2008年6月18日水曜日

居付き

武道全般で使われる言葉のようだが、次の動作ができない、または非常にしにくい体勢のことを指す。
例えば、身体が伸びてしまった時、次の一歩を踏み出すのが遅れてしまう。

師匠と乱取りをしていて、自分の突きの間合いに入ろうとすると、それよりも早く師匠に前に出られてしまう。
一度、お互いの間合いの外から正面当ての形で、真正面から突っ込んでこられたときに、おそらく居付いたのだろう。
「おっ」と思ったときには、自分の間合いに入り込まれていたので、あわてて下がるが、師匠の前進とIyokiyehaの後退とではスピードの差は明らか。
結局止まることも、切り返すこともできず、後退しながらバランスを崩したところに正面当てが軽く入り、その勢いも手伝ってズダーンと。勢いが良すぎて、一回転してしまった。

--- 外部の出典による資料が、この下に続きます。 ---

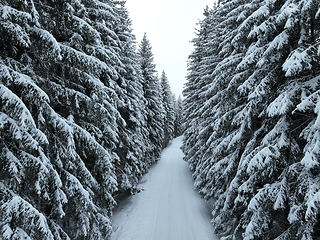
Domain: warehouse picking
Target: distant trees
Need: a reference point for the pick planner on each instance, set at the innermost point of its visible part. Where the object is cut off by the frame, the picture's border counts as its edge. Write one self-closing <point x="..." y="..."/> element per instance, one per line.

振り返ってみると、間合いの外から突っ込まれているわけだから、距離を合わせて突きを入れるか、体捌きで相手の側面に入っていくか、ということが考えられるわけだけれども、その一瞬というのは心身ともに「居付き」が生じているかのような状態となっている。
身体は伸びて動けなくなり、思考は「やばい」で埋め尽くされて、次の一手を考える隙間もない。

この一瞬の「迷い」が、実践では勝敗を分かつのだろう。
そして、打つ手を具体的に身体が知っているかどうかで「迷い」の量は減少するのだろう。
黒帯と白帯の決定的な差は、技を知っているだけでなく、それに伴う心の居付きが少ないことによる「迷い」の少なさ(なさ)なのかもしれない。